We studied the effects of K+ on cytochrome P-450-dependent arachidonic acid (P450-AA) metabolism by cells isolated from the rabbit medullary thick ascending limb of Henle's loop (MTAL) by varying K+ from 0 to 7.5 mM in the incubating medium because of the known effects of K+ on AA metabolism. Rabbit MTAL cells convert AA to metabolites that segregate into two peaks (P1 and P2) on reverse-phase high-performance liquid chromatography; P1 contains vasodilator material and P2 an inhibitor(s) of Na(+)-K(+)-ATPase activity. Formation of P450-AA metabolites by MTAL was enhanced by reducing external K+ (P less than 0.01) and was not affected by changes in external Cl- but was dependent on the presence of intact MTAL cells, suggesting that P450-AA metabolism was related to altering ion fluxes and/or cell volume changes. The effects of altered external K+ on MTAL P450-AA metabolism could be nullified by increasing K+ intake before killing the rabbits.

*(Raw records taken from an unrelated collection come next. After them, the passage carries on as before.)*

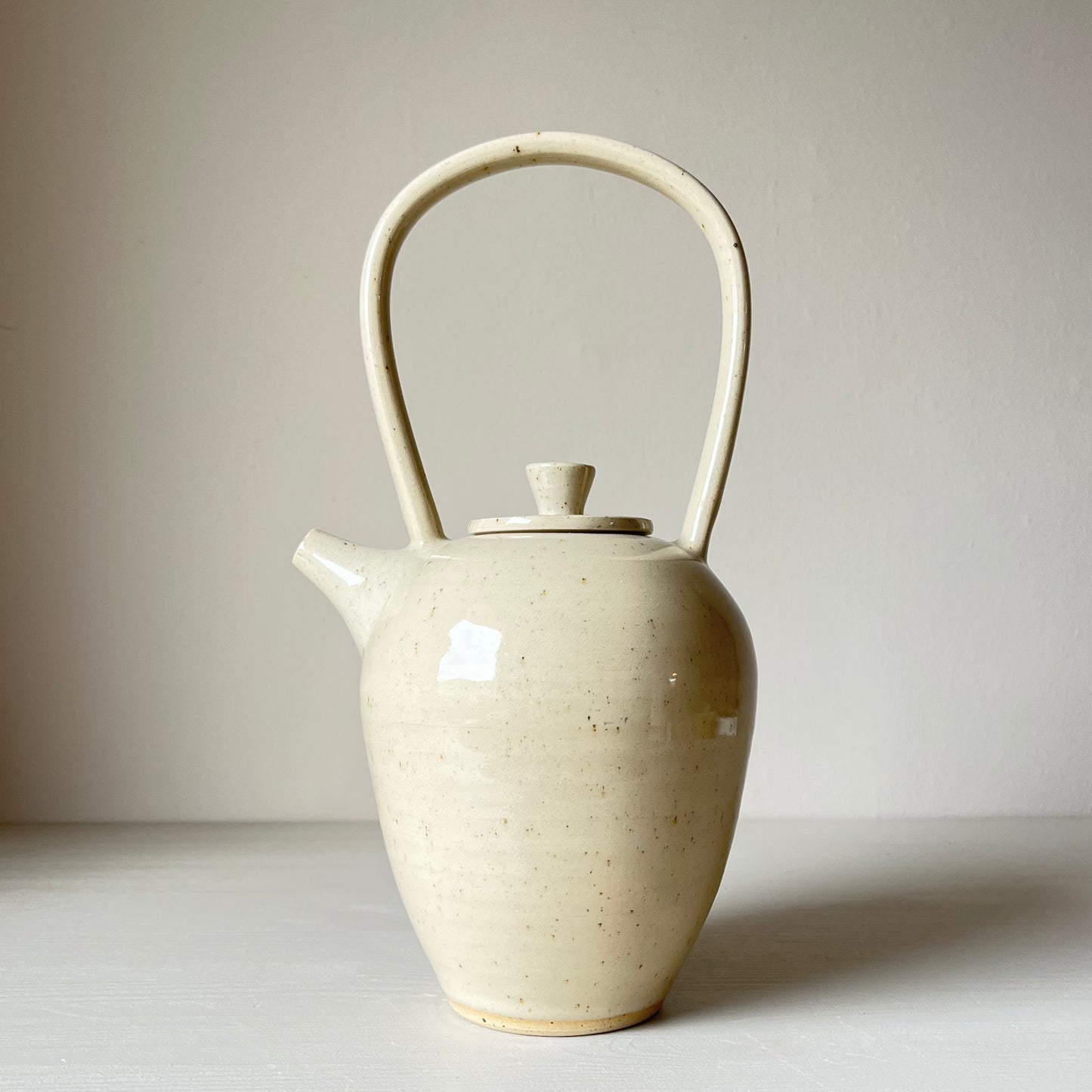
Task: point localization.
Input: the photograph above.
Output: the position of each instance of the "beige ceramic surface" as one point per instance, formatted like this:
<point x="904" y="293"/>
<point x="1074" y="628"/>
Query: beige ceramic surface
<point x="557" y="722"/>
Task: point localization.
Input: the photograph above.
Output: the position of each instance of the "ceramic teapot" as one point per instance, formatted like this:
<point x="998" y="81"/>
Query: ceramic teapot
<point x="558" y="707"/>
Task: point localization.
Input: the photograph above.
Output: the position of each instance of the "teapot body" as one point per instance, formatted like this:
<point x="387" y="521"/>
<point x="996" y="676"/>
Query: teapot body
<point x="557" y="728"/>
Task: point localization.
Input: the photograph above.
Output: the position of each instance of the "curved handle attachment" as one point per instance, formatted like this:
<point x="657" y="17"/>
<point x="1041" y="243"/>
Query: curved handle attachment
<point x="415" y="497"/>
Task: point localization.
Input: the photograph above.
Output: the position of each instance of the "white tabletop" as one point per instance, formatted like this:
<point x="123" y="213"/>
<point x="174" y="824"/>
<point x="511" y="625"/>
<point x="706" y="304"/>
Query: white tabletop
<point x="918" y="954"/>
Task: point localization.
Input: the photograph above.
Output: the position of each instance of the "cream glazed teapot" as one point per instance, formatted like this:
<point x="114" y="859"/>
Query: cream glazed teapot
<point x="557" y="708"/>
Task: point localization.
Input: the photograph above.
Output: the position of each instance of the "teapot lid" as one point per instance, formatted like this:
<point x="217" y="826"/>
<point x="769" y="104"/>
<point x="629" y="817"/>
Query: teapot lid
<point x="561" y="491"/>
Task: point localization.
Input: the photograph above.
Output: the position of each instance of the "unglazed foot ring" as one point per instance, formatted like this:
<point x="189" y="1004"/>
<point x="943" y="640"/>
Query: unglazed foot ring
<point x="518" y="1027"/>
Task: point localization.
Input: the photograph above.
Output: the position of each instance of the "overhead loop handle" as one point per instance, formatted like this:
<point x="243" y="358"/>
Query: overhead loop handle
<point x="411" y="484"/>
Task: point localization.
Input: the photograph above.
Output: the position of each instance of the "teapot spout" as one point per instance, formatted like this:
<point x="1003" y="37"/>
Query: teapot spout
<point x="357" y="580"/>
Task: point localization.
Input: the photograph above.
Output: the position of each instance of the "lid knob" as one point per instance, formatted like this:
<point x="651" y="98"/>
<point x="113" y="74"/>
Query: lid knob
<point x="561" y="488"/>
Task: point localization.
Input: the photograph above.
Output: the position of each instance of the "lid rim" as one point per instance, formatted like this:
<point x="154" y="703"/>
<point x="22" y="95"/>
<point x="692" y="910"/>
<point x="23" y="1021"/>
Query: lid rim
<point x="559" y="523"/>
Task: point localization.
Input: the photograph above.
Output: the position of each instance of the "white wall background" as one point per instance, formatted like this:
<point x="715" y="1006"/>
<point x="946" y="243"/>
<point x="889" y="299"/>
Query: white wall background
<point x="187" y="190"/>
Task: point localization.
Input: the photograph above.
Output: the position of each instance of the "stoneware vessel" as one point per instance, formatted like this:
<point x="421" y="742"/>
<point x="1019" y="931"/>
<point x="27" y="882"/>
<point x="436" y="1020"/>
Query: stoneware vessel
<point x="557" y="708"/>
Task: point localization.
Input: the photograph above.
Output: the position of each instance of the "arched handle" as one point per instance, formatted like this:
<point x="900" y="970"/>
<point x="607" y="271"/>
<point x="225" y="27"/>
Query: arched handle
<point x="419" y="508"/>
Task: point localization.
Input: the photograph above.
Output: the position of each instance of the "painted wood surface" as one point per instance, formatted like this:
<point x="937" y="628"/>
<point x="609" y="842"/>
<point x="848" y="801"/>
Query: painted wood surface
<point x="840" y="954"/>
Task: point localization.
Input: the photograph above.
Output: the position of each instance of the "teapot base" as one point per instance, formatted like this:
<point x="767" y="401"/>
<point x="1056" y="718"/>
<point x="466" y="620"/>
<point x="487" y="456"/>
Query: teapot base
<point x="518" y="1027"/>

Evidence for the absence of a direct effect of zero K+ on Na(+)-K(+)-ATPase was provided by the demonstration that ouabain failed to affect AA metabolism in MTAL cells. We conclude that P450-AA metabolism by MTAL cells can be influenced either directly by altering external K+ in the incubate or indirectly by changing dietary K+ before killing the rabbits. Furthermore, MTAL P450-AA metabolism was independent of changes in external Cl- and Na(+)-K(+)-ATPase activity.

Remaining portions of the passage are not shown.